I had live sketched and used illustrated reportage to cover events before Pyeongchang (see archcomix.com for examples), but nothing with as tight a turnaround over such a sustained period. The main challenges I thought I would face going into it were sketching in the cold and trying to capture fast-paced live events without relying too heavily on photography. In the end the cold wasn't too bad (my winter sketching gloves with holes for the thumb and index finger served up to a point), and I managed to blend the live doodles from events like short track speedskating and ice hockey with burst photography for reference.
The main challenge was actually compressing so much information into a space the size of 2/3 of a US letter page, which I pushed to its maximum when I squeezed in four tiers as opposed to three. I tend to think of a standard US letter-sized comics page as three tiers (horizontal lines) comprised of three panels each, making a nine panel grid. For the Daily Draw, the designated width was slightly smaller (5.75 inches wide), so I shortened that to a three-tier layout with two panels per tier.
The aim of using comics was to freeze certain moments in time and provide a sort of illustrated commentary on them, such as the quad jump in figure skating or Red Gerard's epic snowboard slopestyle run. Not to mention to get around certain sanctions that we faced when it came to not showing video shot inside Olympic venues.
Hopefully the Daily Draw series has helped readers understand newfound aspects of some of the sports, as well as highlighting how comics don't have to be funny or focused solely on a younger audience. I also tried to give a sense of scale using my live drawings, such as the snowboard halfpipe, where I drew my point of view from the press pit and then superimposed Shaun White's gold-winning run over the top. Not to mention more hastily sketched impressions of the locations, such as the high speed train ride from Incheon to Pyeongchang that I started the Daily Draw series with.
I usually aimed to do the reporting the night before a story ran, so that I could spend the following day writing, editing and drawing it. The more live sketches I do at the scene the faster the turnaround. Inevitably, some days I would spend the morning at an event, then head to the main press center and start drawing around 2 p.m., which would mean a late finish around midnight or so. It usually takes me about nine or 10 hours to complete a page from start to finish. Though like all journalists here in Pyeongchang, I often found myself at the mercy of the bus schedules for moving between venues, which can play havoc with any attempts at scheduling.
The response has been overwhelmingly positive both in real life and on social, (my Instagram and Twitter is @archcomix) and I've had many people come up to me while I'm drawing and ask what I'm doing, which is always good for starting a conversation.

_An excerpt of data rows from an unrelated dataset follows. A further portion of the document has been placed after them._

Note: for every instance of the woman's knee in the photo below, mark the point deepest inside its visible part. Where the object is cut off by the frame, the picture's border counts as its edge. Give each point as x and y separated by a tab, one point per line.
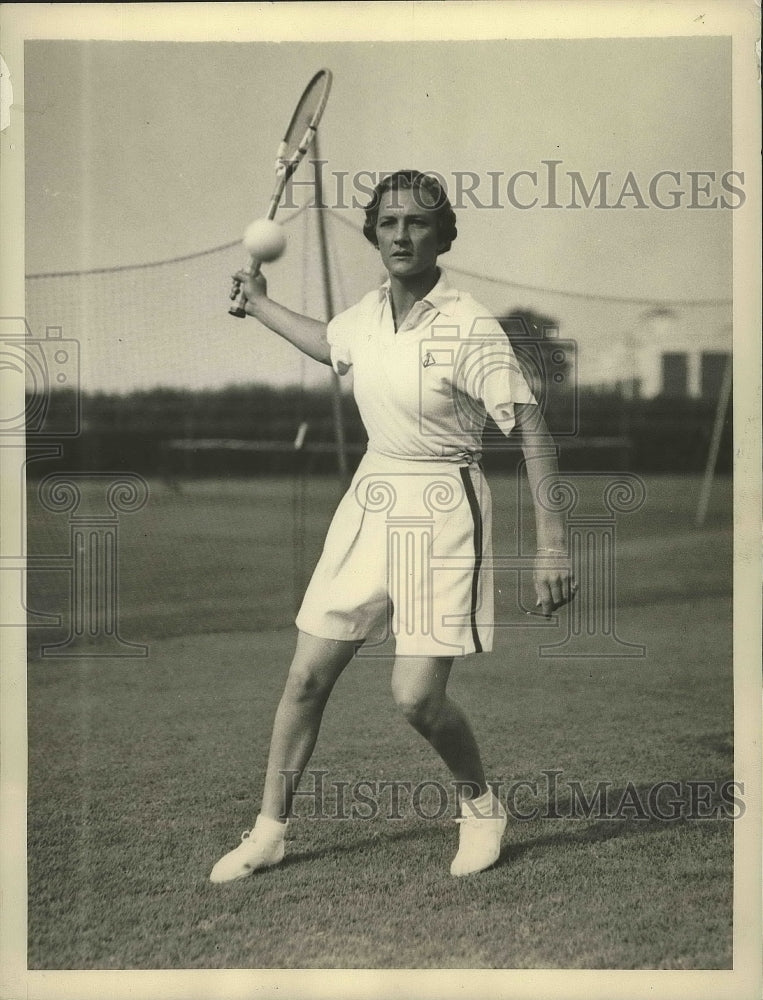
307	684
315	667
420	705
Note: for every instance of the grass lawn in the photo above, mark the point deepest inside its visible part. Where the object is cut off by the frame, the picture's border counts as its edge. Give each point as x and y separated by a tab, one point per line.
142	772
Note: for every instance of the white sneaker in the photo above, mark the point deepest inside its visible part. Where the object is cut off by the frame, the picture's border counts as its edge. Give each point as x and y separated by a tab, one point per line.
479	841
254	852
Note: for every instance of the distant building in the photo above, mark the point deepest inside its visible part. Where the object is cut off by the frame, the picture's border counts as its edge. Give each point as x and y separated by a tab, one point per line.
673	358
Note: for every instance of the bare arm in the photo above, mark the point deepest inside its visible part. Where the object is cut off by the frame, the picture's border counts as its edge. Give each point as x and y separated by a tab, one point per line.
306	334
553	576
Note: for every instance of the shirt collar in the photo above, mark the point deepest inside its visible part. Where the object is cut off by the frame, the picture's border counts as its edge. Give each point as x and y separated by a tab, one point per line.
442	296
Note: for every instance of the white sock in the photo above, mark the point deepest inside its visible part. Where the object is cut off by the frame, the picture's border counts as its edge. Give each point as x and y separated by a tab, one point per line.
270	829
486	805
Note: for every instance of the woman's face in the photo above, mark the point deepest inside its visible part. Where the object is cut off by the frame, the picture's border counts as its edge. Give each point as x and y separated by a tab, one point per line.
406	232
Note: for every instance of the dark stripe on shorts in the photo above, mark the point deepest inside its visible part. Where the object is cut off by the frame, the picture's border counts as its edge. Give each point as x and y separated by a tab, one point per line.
471	496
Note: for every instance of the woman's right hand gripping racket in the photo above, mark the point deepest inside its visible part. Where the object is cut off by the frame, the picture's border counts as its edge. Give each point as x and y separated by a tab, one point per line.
296	142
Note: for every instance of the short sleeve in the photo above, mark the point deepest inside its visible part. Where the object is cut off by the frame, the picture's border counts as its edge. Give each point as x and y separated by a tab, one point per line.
339	336
492	375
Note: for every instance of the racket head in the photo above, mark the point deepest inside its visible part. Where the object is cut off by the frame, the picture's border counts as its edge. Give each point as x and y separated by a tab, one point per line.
304	121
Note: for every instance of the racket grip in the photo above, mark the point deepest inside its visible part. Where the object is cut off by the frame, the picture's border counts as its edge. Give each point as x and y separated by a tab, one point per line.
253	267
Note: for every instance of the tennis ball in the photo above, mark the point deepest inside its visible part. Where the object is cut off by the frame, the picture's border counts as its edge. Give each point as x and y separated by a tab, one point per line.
264	239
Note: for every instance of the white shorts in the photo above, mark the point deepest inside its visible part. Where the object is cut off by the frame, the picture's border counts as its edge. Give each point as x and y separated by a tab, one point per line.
404	558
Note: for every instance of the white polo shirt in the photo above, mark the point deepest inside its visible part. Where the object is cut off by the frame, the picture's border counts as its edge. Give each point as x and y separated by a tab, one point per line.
424	391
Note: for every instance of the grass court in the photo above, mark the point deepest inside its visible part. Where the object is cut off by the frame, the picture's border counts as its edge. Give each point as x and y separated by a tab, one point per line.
143	772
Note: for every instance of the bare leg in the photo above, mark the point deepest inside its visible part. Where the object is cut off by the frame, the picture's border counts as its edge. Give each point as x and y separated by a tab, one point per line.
314	670
418	686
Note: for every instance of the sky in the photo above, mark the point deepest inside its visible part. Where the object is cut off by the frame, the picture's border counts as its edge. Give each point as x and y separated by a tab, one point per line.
145	151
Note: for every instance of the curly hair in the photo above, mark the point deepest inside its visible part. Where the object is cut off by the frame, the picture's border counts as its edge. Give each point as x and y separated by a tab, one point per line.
415	181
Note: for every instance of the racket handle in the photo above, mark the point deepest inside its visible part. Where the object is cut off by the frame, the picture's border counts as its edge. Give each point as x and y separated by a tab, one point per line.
253	267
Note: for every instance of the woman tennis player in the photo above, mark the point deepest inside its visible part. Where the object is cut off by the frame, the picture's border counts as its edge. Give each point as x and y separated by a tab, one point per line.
428	366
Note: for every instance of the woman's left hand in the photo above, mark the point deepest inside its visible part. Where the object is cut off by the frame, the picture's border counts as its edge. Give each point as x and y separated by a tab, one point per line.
554	586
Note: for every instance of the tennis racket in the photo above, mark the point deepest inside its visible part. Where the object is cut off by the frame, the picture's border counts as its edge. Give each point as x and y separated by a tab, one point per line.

This is a definite advantage of graphic journalism, as it means you can include some of the behind-the-scenes action that might not make it into print, such as the U.S. and Russian supporters sitting next to each other at the women's hockey, or letting the world have a glimps of the Kpop band EXO before the supertars' performance is shown on TV. I'm always interested in finding new ways to present stories in a different perspective, be it animations, gifs, comics or live sketches.